Characterization of the finch embryo supports evolutionary conservation of the naive stage of development in amniotes
- RIKEN Center for Developmental Biology, Japan
- National Center for Biological Sciences, India
Figures
Figure 1
Morphology of the finch blastoderm at oviposition.
(A–C) Finch embryos were sectioned after Hhex in situ hybridization to reveal the morphology of the blastoderm. At EGK-VI the blastoderm is thick, with no sign of epithelialization, and does not express Hhex (A). The blastoderm is thinner at EGK-VIII but still has not overt epithelialisation, and express low level of Hhex transcripts in the cells of the yolk side (B). Hhex expression can be detected clearly at EGK-X and is confined to a morphologically distinct hypoblast layer (C). (D–F) Staining of E-cadherin reveals the extent of epithelialization of the finch blastoderm. At EGK-VI, most of the blastodermal cells appear unpolarized, however, express E-cadherin (D). At EGK-VII, while thinner, the blastoderm does not show any columnar cells typical of epithelial organization (E). At EGK-X, clear epithelial organization can be visualized, with polarized E-cadherin and morphological segregation in the bright-field image (F). (G, H) ß-catenin staining confirms the lack of epithetialisation at finch oviposition stages. The pattern at EGK-VI is similar to E-cadherin staining (G) as is the pattern at EGK-VIII (H). In A–G, scale bar represents 100 µm. (I) Schematic of the morphology of the early, mid, and late finch blastula: The late finch blastoderm is similar to the chick embryo at oviposition. Yc—yolk cells; bc—blastocoel; sc—subgerminal cavity; epi—epiblast; hyp—hypoblast; Op—area opaca; Pe—area pellucida. (J) Table below showing the features of the finch at early stages.
Figure 2
Molecular characterization of the finch blastoderm at oviposition.

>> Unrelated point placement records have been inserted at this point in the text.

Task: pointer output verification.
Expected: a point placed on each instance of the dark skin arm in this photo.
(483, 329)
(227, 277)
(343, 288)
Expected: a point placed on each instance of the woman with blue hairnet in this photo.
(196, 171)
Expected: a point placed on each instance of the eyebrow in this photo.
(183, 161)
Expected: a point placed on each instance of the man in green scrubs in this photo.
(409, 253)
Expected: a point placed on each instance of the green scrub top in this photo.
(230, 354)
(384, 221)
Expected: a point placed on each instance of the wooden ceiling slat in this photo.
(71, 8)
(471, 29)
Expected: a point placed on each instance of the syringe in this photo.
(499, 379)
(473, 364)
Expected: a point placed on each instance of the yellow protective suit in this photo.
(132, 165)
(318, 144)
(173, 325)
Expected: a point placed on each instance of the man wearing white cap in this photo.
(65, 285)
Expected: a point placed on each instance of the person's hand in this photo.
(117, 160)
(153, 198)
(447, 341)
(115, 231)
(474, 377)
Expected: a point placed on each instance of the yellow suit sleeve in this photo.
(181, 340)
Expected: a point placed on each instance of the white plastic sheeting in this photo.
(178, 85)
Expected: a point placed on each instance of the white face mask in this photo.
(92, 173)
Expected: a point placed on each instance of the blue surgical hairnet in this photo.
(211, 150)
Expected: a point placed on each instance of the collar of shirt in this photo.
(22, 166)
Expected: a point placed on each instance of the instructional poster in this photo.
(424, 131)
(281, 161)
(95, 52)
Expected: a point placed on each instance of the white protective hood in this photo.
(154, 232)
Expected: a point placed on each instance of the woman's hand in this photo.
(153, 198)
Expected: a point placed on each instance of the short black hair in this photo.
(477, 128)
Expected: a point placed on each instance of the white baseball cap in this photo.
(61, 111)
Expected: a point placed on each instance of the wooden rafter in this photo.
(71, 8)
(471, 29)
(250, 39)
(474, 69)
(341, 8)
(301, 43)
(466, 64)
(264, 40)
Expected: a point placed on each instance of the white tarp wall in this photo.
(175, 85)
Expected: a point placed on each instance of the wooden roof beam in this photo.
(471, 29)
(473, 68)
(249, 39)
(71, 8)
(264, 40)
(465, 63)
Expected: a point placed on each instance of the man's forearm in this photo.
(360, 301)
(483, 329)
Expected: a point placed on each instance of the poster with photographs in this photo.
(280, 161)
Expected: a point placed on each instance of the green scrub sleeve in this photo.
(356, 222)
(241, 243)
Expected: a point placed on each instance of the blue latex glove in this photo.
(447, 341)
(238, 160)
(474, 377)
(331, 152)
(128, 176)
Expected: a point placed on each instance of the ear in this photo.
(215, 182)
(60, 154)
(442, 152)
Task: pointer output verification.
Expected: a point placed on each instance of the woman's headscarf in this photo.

(A–D) Whole-mount staining of EGK-VIII finch embryos of the distribution of putative germ cell markers SSEA-1 (A, B) and epithelial membrane antigen 1 (EMA-1) (C, D) showing views from the vitelline membrane side (A, C) and yolk (lower) side (B, D). (E, F) Sections of finch embryos at oviposition showing the distribution of SSEA-1 positive cells at EGK-VI (E) and EGK-VIII (F) to predominantly the upper side of the blastoderm. (G, H) Sections of finch embryos at oviposition showing the distribution of EMA-1 positive cells at EGK-VI (G) and EGK-VIII (H) to predominantly the upper side of the blastoderm. (I, J) Sections of finch embryos at oviposition showing the distribution of SOX3 and GATA4 protein at EGK-VI (I) and EGK-VIII (J) SOX3 and GATA4 are localized to opposite sides of the blastoderm. (K) In situ hybridization of Sox3 at oviposition in the finch blastoderm. Section analysis, summarized in the cartoon, shows transcripts are present throughout the upper layer of the blastoderm. (L, M) In situ hybridization of Sox17 together with section analysis, summarized in the accompanying cartoon, reveals expression dispersed throughout the blastoderm at oviposition (L), while at EGK-X expression is more predominant in the hypoblast with scattered epiblast cells (M). (N) In situ hybridization of Gata4 at oviposition in the finch blastoderm. Section analysis, summarized in the cartoon, shows transcripts are present throughout the lower layer of the blastoderm. (O, P) In situ hybridization of Gata6 together with section analysis, summarized in the accompanying cartoon, reveals expression more predominant in the lower layer/hypoblast at oviposition (O) and in the late blastoderm at EGK-IX/X (P).
Figure 3
Expression of pluripotent markers in the finch embryo at oviposition.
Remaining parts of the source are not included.